4.18.2008

Aesthetic vs. Texture – Part Two: Get Laid (A Love Story)

Target demographic: uninspired port city. Uninterested. Filled to the brim with kids who are oblivious, regardless of how readily available information is via the online revolution, to any progression music has made since the early nineties. Guys. New York and LA say dancing is cool again. Why the angry faces? They look like hipsters. But why don't they know who No Age is? Oh yeah. They're too busy going to the beach, being beautiful, getting laid. So maybe a moniker of "Avant Godard" is a little too ambitious. Camp is necessary here, and we'd want to be tongue-and-cheek too. We'd want to know our music well, and our art. Know where our allegiance in the perception of beauty lies. We should know exactly the aesthetic we'd like to portray. But nobody likes to feel dumb... or the French. So maybe we'll save that one for later in my imaginary career. Regardless, they'll need a theme looming overhead as they walk into a club filled with a few musicians they may have seen around. Some of which, they didn't have the slightest whether they were even musicians in the first place. Something all the kids can get behind, but with enough thought and wit to deter any naysayers. Well, now that I think of it, they probably wouldn't come to a second show, so problem solved. No use in making commotion, if nobody joins in. A rose, by any other name, could still draw blood from the unexpecting.

What's in a name?

Introduced with provocative band names such as "You Say Party! We Say Die!" or "Super Furry Animals", some could find themselves investing interest before experiencing anything remotely tangible beyond their respective, ridiculous labels.

And what's in a name, anyhow? In this case, exactly what you wished for.

Regarding the former, you're rewarded with an anti-party...party band, complete with music the musical status quo may find a bit too alienating for any party movement beyond a courageous and awkward bob up and down, minimal instrumentation (guitar vocals, drums, roxichord...), and production so self-forgiving that it brings a couple of new meanings to lo-fi.

It's rock, kids. And they want to sing about relationships and love and fun and all that too, but with music that sounds as if it would enjoy murdering all of the above. Texture thick with irony, double the exclamation, and triple the charm. "He!She!You!Me!They!We!Us!OK!"

Hmm… Super Furry Animals… I’m imagining these guys do the drugs. Is it psych rock? Why yes, as a matter of fact, they are completely out of their minds. But their name is cute. Well, my good man, they also have a tendency to be pop worthy.

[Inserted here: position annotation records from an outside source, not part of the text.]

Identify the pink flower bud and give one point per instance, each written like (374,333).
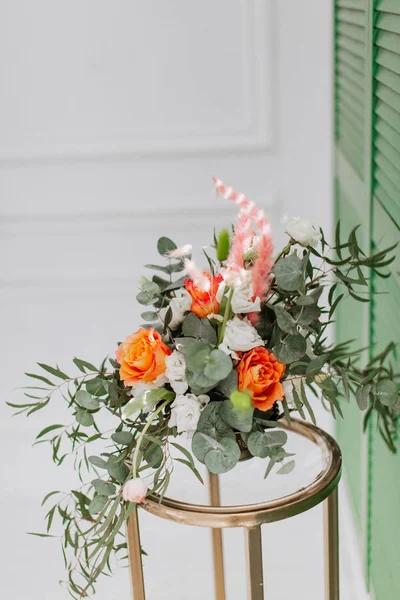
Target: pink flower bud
(135,490)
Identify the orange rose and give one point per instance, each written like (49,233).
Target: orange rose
(204,302)
(142,357)
(259,374)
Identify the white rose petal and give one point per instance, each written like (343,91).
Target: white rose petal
(179,306)
(185,412)
(240,336)
(176,372)
(242,298)
(302,231)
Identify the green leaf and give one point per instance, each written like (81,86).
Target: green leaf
(386,391)
(84,366)
(218,365)
(165,246)
(287,468)
(304,315)
(86,400)
(229,384)
(118,471)
(98,462)
(362,395)
(84,418)
(103,487)
(201,329)
(289,273)
(95,387)
(242,420)
(223,245)
(290,348)
(40,378)
(49,496)
(212,424)
(53,371)
(285,320)
(97,504)
(48,429)
(122,437)
(316,364)
(222,460)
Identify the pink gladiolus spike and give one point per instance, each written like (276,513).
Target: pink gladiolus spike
(251,225)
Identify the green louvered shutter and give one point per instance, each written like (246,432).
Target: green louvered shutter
(367,184)
(352,186)
(384,500)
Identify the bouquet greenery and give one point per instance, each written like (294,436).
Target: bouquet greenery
(224,355)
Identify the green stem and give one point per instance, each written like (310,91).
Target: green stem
(226,315)
(143,433)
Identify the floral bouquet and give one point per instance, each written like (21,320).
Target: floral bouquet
(224,355)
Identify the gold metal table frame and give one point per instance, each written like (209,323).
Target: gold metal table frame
(251,517)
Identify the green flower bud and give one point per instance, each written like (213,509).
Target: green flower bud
(240,400)
(223,245)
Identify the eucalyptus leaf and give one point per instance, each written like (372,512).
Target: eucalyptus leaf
(86,400)
(122,437)
(84,417)
(103,487)
(386,391)
(220,460)
(290,348)
(289,273)
(165,246)
(242,420)
(97,504)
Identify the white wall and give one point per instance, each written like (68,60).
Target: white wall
(113,118)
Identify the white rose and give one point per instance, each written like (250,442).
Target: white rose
(242,298)
(288,387)
(185,412)
(302,231)
(240,336)
(176,372)
(179,306)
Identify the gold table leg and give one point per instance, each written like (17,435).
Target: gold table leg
(254,563)
(218,556)
(331,546)
(135,556)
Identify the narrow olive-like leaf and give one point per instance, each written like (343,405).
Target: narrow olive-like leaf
(53,371)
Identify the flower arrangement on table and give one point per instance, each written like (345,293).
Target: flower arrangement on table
(225,354)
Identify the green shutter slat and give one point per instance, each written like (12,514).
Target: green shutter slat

Pretty ballsy… naming your band that. Ballsy, indeed. You need look no further than Gruff Rhys’ heavy Welsh accent singing (yelling, declaring) the band name enthusiastically during the super very happy, bubblegum club of "Wherever I Lay My Phone Is My Home.” His fearless deliverance following the likes of Björk, where their conviction in their craft help you not only to disregard but also to encourage anything lost in translation.

"I want them to want to not like it, but eventually like it and not know why."

My accomplish in dead-end-music-scene-Alamo-stand nods. We could bother them with annoyingly obscure references like Tussle, Holy Fuck, No Age, Elvin Jones... or we could make fun of them, ourselves, our restless town, our fleeting lives, and our flighty "profession" at the same time. Hell, as long as fun is made. What could possibly go wrong? I'm staring this town down with a veteran's grin, just as I would someone who'd remind me of a girl I used to know. I've seen that smile before. I know where that smile leads. And I've seen those eyes before. And they're too busy for me. I'm sure we could have fun, though. Maybe that was the point.

Let's see how far we get on the way to nowhere. Introducing Get Laid (A Love Story).